The report looks at how local planning plays a role in safety and how traffic safety strategies and design factors affect crash rates, as well as how local policies and planning practices can increase safety. It also lays out transit safety strategies, evaluates the safety impacts of pro-transit strategies and highlights some of the common misconceptions and objections to treating public transportation improvements as traffic safety strategies.
Dr. Bella Dinh-Zarr, vice chair of the National Transportation Safety Board (NTSB), which aims to improve transportation safety for all modes of travel, said the greatest number of deaths occur on roads and highways. “Motor vehicle crashes continue to be one of the leading causes of death and injury of people of all ages.”

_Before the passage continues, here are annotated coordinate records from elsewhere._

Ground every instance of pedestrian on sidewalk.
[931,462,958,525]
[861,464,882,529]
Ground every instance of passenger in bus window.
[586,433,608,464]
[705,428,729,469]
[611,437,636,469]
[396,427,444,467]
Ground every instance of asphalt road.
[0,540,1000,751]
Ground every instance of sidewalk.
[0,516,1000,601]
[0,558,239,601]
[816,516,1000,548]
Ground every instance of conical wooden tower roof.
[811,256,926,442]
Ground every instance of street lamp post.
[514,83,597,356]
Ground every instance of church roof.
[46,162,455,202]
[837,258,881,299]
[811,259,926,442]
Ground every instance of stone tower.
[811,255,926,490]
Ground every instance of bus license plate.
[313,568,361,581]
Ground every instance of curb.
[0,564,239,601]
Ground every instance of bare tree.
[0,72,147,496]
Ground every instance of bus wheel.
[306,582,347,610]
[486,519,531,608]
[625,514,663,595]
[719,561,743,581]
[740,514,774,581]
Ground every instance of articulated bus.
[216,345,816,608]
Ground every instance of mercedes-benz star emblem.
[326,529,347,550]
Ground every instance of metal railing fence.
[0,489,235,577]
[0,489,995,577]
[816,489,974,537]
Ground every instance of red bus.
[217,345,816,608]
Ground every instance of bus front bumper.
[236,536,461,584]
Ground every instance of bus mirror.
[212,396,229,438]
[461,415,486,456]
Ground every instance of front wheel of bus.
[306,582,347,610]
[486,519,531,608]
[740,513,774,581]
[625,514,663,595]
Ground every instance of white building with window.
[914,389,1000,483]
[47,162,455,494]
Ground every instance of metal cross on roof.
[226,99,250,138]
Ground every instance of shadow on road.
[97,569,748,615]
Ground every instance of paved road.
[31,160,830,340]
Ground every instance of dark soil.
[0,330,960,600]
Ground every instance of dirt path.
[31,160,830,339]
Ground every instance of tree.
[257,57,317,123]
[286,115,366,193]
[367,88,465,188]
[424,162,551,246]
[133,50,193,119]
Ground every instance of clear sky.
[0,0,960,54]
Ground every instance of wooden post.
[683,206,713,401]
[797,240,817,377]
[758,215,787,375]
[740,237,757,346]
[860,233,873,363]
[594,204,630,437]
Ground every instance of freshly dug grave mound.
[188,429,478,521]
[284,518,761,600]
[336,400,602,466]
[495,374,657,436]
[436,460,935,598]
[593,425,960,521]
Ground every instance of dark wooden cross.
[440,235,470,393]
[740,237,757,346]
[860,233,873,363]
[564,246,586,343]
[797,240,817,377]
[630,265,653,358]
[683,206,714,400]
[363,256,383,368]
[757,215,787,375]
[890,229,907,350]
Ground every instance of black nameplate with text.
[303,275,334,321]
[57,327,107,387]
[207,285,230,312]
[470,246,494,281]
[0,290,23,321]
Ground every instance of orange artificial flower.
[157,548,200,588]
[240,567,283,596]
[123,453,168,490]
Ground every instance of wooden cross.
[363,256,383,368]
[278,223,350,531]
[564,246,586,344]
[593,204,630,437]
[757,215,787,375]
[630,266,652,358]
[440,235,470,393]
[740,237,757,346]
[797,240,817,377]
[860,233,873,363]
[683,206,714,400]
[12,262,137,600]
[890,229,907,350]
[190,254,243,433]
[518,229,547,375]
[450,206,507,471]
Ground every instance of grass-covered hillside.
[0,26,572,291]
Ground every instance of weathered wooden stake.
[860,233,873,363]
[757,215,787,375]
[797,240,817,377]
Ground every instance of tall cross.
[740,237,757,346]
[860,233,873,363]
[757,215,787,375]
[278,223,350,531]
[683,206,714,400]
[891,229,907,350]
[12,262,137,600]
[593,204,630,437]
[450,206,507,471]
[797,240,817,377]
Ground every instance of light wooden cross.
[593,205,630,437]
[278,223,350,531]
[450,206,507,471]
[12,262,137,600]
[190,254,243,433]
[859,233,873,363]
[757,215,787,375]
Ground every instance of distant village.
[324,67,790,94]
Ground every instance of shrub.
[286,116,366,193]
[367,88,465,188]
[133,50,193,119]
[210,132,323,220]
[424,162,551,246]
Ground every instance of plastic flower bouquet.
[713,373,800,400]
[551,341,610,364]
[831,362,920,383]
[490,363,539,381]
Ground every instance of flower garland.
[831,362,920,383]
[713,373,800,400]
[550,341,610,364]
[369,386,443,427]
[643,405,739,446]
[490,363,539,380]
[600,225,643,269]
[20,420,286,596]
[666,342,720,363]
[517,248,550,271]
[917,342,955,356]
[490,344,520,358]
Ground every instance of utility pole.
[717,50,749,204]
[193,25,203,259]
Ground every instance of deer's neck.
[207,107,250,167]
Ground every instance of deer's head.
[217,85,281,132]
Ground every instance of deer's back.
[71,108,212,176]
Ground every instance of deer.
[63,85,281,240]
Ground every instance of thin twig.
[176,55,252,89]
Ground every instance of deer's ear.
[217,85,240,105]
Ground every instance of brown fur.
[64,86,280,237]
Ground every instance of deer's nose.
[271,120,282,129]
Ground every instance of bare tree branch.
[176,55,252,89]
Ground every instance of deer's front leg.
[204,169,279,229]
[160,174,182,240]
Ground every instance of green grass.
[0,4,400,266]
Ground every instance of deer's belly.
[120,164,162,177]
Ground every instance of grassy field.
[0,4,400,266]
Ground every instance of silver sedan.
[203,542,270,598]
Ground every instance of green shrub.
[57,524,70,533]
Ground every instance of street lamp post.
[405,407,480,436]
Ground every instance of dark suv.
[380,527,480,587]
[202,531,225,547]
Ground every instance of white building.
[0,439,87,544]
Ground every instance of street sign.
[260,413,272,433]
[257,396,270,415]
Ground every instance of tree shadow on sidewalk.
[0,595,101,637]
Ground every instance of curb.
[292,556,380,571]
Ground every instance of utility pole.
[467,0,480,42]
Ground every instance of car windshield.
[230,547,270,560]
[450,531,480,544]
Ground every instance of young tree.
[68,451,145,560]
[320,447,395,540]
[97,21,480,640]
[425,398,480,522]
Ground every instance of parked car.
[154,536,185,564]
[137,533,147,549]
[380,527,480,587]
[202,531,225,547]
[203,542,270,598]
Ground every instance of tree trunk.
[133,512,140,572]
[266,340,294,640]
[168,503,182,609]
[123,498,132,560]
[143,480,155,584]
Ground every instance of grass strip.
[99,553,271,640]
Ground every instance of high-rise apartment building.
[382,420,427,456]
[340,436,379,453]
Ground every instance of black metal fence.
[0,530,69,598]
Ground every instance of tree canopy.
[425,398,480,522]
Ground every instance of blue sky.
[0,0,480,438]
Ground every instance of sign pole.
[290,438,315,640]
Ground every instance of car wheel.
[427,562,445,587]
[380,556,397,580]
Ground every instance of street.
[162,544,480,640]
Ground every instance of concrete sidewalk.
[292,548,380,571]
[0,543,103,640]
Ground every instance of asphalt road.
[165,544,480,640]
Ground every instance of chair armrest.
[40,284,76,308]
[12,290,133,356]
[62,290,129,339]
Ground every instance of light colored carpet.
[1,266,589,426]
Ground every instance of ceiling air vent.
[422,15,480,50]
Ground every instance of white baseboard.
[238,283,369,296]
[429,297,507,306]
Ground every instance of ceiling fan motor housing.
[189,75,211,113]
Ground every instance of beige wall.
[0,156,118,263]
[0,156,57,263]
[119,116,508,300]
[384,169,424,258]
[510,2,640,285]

She said public transportation is a tool in reducing traffic deaths and injuries because, in part, it provides options for high-risk groups, particularly older drivers, younger inexperienced drivers and those that have been drinking.
Americans value freedom of transportation, and freedom of mobility choices, she said. “Our job at NTSB is to help people move safely no matter whatever mode they choose.”
Dr. Susan Polan, associate executive director of the American Public Health Association (APHA), which champions for the health of all people and all communities, said to achieve their vision, they have to work outside the health field to get people healthy. “Transportation policy is one place we can make a difference,” she said.
Polan said transit has the opportunity to improve health equity in communities that are underserved. “It provides access to services, jobs and other benefits. For these reasons, APHA has been on this issue and will be in this arena.”